After the announcement, the news conference took on a vitriolic tenor. Angry questions were shouted at Surma and cameraman repeatedly declared, "Your campus is going to burn tonight."

About 2,000 students poured into the streets of downtown State College after the news conference to riot in favor of child rape complicity. (Okay, I'm being a little tough.) A few students climbed lampposts, tried to topple street signs and knocked over trash cans. Others set off firecrackers from the roofs of buildings, and a television news truck was flipped on its side. A lamppost was torn down and police pepper-sprayed some in the crowd.

It was board Chairman Steve Garban who in all likelihood delivered the coup de grace.

Garban had been among the group of trustees who, along with Spanier, twice visited Paterno in 2004 in an effort to get the aging coach to retire. Whether those efforts had any connection to the then simmering allegations against Sandusky is unclear.

Paterno flat out refused to go and was to coach seven more seasons despite now being 84 years old and suffering from several ailments. In recent years he has tottered up and down the sidelines at games or confined himself to a booth over the stadium, saying little and seemingly directing the team by mind melding.

Neither Paterno nor Spanier were charged in connection with the incidents, but it is obvious that they were aware of Sandusky's serial depravities and could have done much more.

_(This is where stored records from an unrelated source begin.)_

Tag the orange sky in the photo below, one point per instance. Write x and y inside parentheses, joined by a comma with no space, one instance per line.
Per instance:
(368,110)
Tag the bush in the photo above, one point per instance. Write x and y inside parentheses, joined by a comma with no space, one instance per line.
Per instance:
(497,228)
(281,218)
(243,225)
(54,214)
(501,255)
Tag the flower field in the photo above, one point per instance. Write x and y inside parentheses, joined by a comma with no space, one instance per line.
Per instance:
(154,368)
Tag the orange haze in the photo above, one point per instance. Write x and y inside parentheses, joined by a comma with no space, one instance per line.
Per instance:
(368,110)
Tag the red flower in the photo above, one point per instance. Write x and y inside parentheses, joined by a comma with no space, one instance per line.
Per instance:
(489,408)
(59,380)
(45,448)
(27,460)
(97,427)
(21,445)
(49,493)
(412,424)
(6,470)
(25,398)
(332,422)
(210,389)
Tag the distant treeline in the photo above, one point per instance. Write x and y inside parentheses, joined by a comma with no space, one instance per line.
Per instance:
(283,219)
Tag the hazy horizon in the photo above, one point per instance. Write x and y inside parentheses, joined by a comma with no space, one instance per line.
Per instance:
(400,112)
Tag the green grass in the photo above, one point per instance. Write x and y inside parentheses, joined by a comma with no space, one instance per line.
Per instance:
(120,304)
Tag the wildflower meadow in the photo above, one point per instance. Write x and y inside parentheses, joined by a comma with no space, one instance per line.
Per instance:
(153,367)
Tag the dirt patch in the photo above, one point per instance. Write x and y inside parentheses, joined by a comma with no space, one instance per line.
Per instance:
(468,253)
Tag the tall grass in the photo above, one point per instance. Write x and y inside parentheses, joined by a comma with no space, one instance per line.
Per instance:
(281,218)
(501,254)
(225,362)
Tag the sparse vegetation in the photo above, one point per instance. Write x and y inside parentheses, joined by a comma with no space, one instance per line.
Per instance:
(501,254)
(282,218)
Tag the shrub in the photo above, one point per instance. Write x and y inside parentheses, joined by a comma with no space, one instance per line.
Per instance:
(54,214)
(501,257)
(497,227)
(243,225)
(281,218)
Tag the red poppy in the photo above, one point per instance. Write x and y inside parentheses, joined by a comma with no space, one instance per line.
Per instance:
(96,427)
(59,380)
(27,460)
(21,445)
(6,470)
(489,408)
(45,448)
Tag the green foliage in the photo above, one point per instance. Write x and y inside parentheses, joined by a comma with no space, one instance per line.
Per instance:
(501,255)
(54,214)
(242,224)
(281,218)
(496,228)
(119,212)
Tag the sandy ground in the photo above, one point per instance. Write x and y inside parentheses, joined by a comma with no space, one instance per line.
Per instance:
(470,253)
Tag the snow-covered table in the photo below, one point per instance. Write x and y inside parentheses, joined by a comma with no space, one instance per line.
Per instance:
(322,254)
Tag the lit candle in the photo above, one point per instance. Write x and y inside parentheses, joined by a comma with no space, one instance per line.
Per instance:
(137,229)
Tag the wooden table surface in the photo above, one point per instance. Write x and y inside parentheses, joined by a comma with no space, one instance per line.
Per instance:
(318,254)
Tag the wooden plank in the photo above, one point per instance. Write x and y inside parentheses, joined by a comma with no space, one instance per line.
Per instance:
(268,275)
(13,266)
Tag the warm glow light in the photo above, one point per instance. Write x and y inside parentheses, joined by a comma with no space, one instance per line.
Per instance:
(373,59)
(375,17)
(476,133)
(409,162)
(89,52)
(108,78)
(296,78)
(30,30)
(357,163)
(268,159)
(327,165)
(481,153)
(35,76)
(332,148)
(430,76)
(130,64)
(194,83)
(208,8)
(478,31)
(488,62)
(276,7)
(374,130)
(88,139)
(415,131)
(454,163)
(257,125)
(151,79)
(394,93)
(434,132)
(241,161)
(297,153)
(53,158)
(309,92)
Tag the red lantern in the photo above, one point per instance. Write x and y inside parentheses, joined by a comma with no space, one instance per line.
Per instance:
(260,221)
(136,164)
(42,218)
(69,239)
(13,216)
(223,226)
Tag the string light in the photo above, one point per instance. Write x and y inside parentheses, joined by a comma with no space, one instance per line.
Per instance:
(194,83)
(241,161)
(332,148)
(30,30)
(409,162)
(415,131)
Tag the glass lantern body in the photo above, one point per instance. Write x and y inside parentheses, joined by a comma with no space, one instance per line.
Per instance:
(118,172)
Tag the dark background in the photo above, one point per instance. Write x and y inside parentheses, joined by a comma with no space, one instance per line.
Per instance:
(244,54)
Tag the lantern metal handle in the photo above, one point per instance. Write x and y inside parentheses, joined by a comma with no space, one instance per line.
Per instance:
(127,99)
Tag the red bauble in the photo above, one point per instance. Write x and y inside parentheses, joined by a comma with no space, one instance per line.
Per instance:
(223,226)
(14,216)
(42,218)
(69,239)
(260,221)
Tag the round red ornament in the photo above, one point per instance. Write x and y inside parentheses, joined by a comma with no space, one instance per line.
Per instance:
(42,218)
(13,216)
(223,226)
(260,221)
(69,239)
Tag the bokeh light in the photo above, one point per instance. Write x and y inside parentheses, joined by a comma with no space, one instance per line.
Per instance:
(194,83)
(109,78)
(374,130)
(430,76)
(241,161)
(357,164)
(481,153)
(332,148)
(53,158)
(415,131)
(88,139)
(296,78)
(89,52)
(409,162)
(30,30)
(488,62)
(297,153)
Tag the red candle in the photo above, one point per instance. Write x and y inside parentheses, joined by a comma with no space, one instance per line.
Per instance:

A grand jury report said that Spanier was made aware of a report of an incident involving Sandusky. Paterno, upon learning from Mike McQueary, a graduate assistant coach, that he had witnessed Sandusky having anal sex in the locker room showers with a young boy in 2002, sent McQueary to the athletic director, rather than notifying the police.

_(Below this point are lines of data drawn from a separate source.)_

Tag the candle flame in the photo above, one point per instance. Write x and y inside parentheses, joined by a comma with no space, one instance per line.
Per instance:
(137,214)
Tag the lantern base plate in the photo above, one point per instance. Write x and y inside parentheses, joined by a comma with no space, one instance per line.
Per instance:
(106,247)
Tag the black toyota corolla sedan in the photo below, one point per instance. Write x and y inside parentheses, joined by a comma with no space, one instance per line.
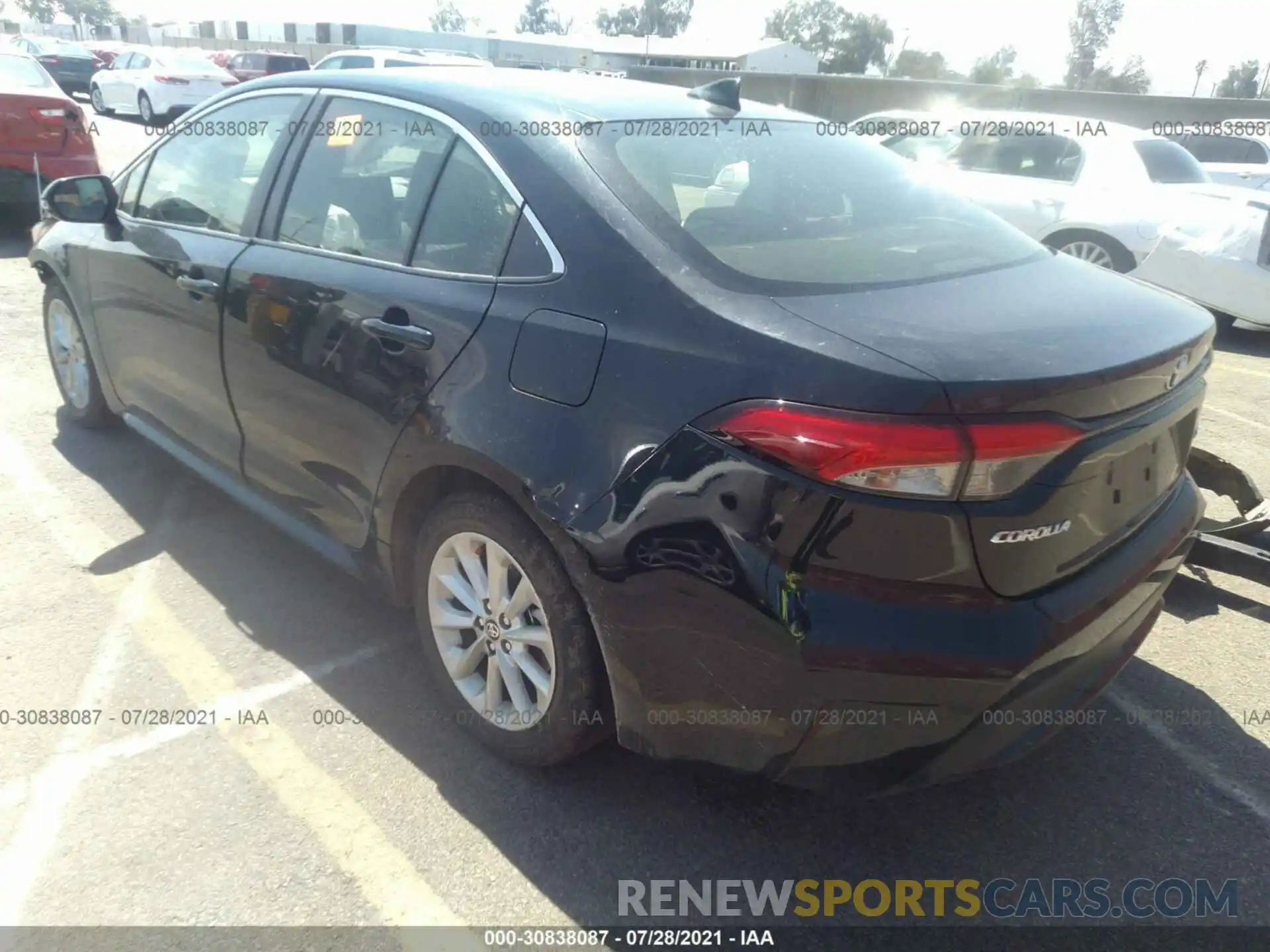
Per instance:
(669,416)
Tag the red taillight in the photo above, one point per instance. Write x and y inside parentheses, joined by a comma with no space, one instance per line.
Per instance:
(900,456)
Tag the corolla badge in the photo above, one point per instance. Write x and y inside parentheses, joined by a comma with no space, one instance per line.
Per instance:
(1032,535)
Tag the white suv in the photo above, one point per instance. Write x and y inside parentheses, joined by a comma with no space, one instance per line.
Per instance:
(385,58)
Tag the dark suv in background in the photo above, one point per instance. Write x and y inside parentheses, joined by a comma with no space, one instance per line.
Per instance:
(262,63)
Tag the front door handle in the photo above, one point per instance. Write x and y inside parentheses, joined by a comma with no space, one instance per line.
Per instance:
(407,334)
(197,286)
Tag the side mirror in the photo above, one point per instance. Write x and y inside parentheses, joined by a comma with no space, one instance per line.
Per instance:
(81,198)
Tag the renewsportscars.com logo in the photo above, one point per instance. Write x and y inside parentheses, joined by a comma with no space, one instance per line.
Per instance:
(1000,898)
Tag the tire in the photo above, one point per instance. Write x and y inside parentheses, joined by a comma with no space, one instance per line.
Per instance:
(146,110)
(1224,321)
(98,102)
(1094,247)
(575,713)
(73,362)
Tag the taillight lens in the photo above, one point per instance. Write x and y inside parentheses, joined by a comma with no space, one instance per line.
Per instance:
(900,456)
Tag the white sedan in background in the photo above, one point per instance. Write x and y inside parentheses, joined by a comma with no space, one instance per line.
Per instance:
(155,83)
(1097,190)
(1238,157)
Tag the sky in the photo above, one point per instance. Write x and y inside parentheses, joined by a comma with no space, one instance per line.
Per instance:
(1170,34)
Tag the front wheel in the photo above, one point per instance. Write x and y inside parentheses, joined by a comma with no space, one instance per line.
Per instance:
(98,102)
(506,635)
(1096,249)
(146,108)
(71,361)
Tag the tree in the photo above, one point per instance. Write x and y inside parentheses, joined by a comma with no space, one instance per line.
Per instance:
(659,18)
(814,24)
(1132,79)
(1091,32)
(1241,81)
(1201,67)
(916,63)
(448,19)
(864,45)
(996,69)
(846,42)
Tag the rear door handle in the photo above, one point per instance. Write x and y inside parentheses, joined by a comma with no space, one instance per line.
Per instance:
(198,286)
(407,334)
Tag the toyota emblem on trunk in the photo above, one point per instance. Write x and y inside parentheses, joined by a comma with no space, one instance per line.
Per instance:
(1179,371)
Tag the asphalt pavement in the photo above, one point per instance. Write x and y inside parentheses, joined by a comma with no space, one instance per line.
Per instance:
(127,587)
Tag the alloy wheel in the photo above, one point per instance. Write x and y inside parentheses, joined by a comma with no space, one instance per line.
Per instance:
(1089,252)
(491,630)
(69,352)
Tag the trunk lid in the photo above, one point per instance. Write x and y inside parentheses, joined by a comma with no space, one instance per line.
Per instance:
(1053,338)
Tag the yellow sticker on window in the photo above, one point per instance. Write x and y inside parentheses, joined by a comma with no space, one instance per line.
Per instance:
(343,131)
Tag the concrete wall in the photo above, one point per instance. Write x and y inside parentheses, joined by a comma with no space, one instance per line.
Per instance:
(847,98)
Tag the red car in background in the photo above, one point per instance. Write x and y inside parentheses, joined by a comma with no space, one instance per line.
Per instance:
(42,135)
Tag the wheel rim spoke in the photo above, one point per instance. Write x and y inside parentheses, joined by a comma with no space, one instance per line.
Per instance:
(515,683)
(519,670)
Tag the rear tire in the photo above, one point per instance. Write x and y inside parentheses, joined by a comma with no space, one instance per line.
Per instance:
(1094,247)
(146,110)
(73,362)
(98,102)
(546,647)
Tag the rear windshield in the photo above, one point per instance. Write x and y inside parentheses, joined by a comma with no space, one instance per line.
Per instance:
(773,207)
(22,73)
(1169,163)
(286,63)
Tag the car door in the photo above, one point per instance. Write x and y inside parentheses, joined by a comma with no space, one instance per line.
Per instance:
(108,80)
(1028,180)
(158,280)
(341,319)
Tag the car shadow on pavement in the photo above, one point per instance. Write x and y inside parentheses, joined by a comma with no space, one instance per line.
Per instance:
(15,235)
(1109,799)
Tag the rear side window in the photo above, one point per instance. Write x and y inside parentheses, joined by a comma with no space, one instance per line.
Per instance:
(285,63)
(1054,158)
(799,214)
(207,180)
(1169,163)
(365,180)
(469,221)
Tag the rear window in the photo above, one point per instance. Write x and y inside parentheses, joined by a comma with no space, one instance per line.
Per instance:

In light of the fact that possibly dozens of people knew about Sandusky but were morally derelict, other heads are bound to roll.

These will likely include Curley and Shultz, who are at present being represented by university-paid lawyers, and McQueary who is now a full-fledged assistant coach whose career is probably now over, and possibly other coaches, administrators and trustees who may also have been aware of the allegations.

The scandal broke during the 20th anniversary week of Magic Johnson's announcement that he had contracted HIV, which took the disease out of the gay ghetto. If there is anything positive to come out of the scandal, it may be that child sexual abuse begins to get the attention it deserves.

Paterno's abilities as a motivator were legendary and his public face of moral rectitude admirable, especially considering that too many of his major college head coach peers are dirtbags. He stressed academics and Penn State was always near or at the top for NCAA Division I graduate rates. He donated $5 million to finish the university's fine library and always made time to chat with the students whom he encountered on campus.

Then again, it is unlikely that even one parent who attended Penn State would hesitate to trade decades of victories for a guarantee that their child wasn't a victim whom Paterno ignored.

The suddenly former coach issued a statement late last night that was posted on ESPN's Big Ten blog site.

"I am disappointed with the Board of Trustees' decision, but I have to accept it," he said, seemingly still oblivious to his central role in the worst college football scandal in many years. "A tragedy occurred, and we all have to have patience to let the legal process proceed. I appreciate the outpouring of support but want to emphasize that everyone should remain calm and please respect the university, its property and all that we value."